October 31, 2022

TOP GUN: MAVERICK is More Than Nostalgia


TOP GUN: MAVERICK (Blu-ray Review)
2022 / 130 min
Review by Tiger the Terrible😺

When learning that Top Gun was getting a sequel 36 years later, did any of us honestly anticipate it being anything but another cynically made slab of nostalgia? I know a lot of people still revere that decade, but with a few notable exceptions, the 80s weren't loaded with timeless classics. Typical blockbusters of the time were easy-to-digest, highly-conceptual and obstinately created to sell just as many soundtrack albums as theater tickets. More than any other film released back then, Top Gun was the poster child for everything good and bad about the era…fun in the moment, but certainly disposable. Calling it a classic is more of a statement about the decade's aesthetics than the film itself.

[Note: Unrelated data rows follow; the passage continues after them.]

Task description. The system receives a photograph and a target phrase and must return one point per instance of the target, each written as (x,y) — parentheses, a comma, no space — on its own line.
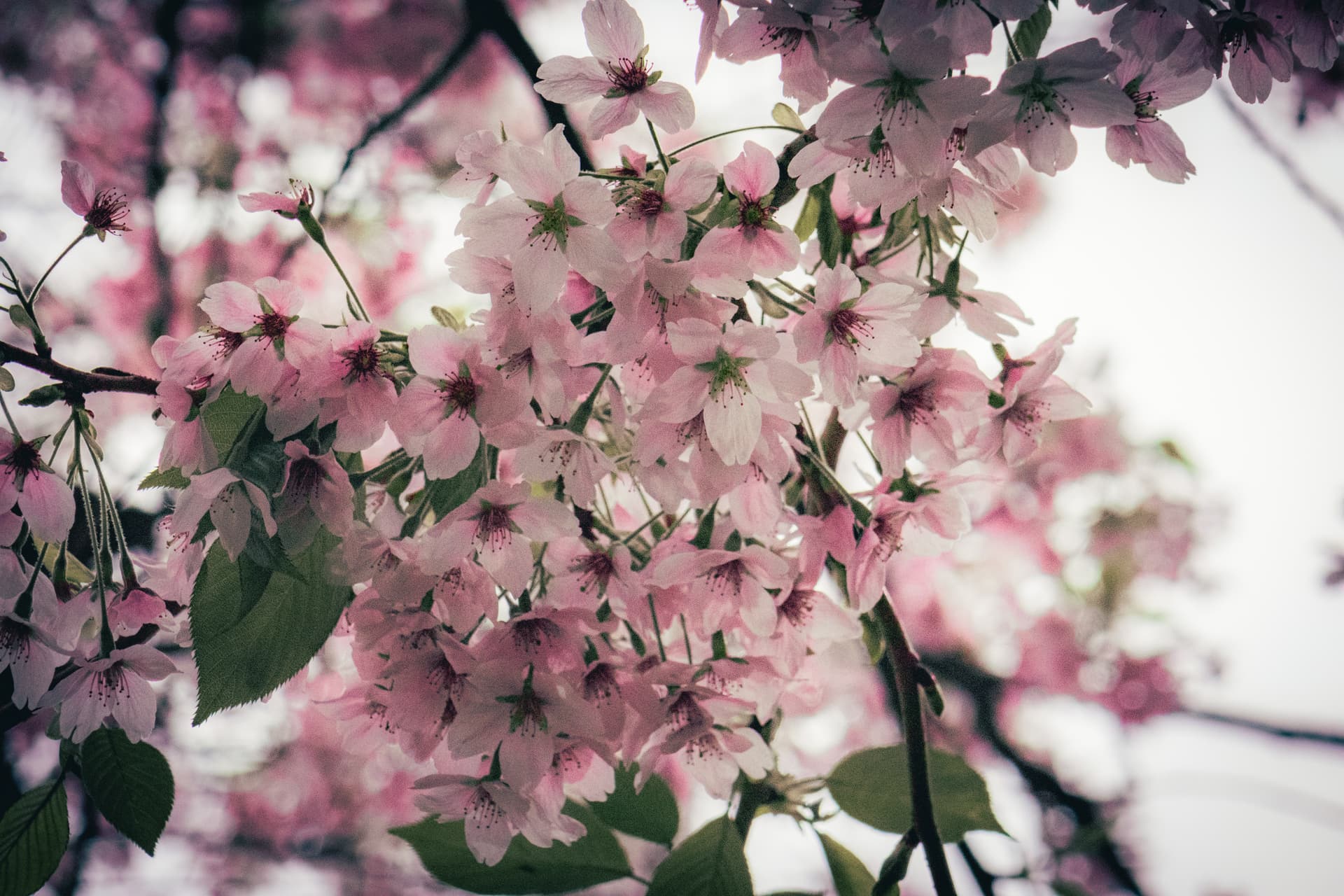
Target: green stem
(906,664)
(33,296)
(14,428)
(736,131)
(657,146)
(314,229)
(585,412)
(105,640)
(657,630)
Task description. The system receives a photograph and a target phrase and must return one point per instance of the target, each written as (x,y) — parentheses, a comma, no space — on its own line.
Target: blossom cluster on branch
(691,441)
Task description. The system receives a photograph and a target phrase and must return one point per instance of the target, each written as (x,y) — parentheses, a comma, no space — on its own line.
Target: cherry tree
(718,447)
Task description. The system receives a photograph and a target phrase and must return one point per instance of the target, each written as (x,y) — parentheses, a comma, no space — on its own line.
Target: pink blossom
(102,211)
(34,644)
(351,377)
(926,522)
(652,216)
(929,412)
(454,399)
(314,491)
(1032,397)
(499,523)
(1154,89)
(115,685)
(707,734)
(855,333)
(617,73)
(554,219)
(267,317)
(300,198)
(726,375)
(230,503)
(523,711)
(43,498)
(493,813)
(905,93)
(777,30)
(756,245)
(1038,101)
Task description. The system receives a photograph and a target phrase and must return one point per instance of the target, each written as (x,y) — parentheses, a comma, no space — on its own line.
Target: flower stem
(736,131)
(657,146)
(33,296)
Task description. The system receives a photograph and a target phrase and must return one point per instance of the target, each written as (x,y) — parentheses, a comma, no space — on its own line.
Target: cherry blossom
(619,73)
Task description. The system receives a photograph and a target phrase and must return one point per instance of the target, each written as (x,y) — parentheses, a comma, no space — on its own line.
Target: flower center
(460,394)
(362,362)
(273,326)
(848,327)
(650,203)
(109,211)
(629,76)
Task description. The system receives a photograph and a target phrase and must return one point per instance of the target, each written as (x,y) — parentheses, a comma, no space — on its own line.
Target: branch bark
(906,665)
(80,382)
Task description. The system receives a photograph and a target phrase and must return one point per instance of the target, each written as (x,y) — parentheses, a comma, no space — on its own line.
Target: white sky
(1218,309)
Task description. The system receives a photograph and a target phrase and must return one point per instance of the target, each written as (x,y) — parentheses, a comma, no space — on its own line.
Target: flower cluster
(690,440)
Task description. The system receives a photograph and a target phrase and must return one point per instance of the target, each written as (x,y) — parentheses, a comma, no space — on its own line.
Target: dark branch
(986,691)
(484,16)
(1334,739)
(417,94)
(906,665)
(496,18)
(78,382)
(1310,191)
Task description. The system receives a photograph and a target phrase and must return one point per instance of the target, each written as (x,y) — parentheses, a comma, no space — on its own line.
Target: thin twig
(76,381)
(1310,191)
(906,665)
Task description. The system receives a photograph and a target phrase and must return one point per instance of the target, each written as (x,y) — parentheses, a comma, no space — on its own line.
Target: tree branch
(986,691)
(483,16)
(1331,738)
(80,382)
(906,666)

Yet somehow, Top Gun: Maverick works, often brilliantly. It’s a film well-aware of its legacy, generating nostalgic warm fuzzies by opening with a title sequence nearly identical to the original…right down to Kenny Loggins’ stupidly catchy “Danger Zone” booming over the credits. For the most part, the story is similar, too, though perhaps a bit more character driven, with touches of sentimentality largely absent from the first film. Val Kilmer even shows up in a glorified cameo, and as gratuitous as it is, we're happy to see him (especially after all he’s been through).


Tom spots a Starbucks.
But after dealing with nostalgic pleasantries, Top Gun: Maverick takes the next logical step to address modern issues facing its main character (Tom Cruise). He’s still a rebellious hot-shot pilot, but time and technology are threatening to render him obsolete. In a way, Maverick seems just as nostalgic for the 80s as the audience. Cruise plays him with just the right amount of pathos…an older, wiser mentor for a new generation of pilots and somewhat remorseful over some of his choices, especially with regards to keeping Goose’s son, Rooster (Miles Teller), from advancing his own Navy career. When they aren’t training for an upcoming mission, the conflict between these two is the crux of the narrative.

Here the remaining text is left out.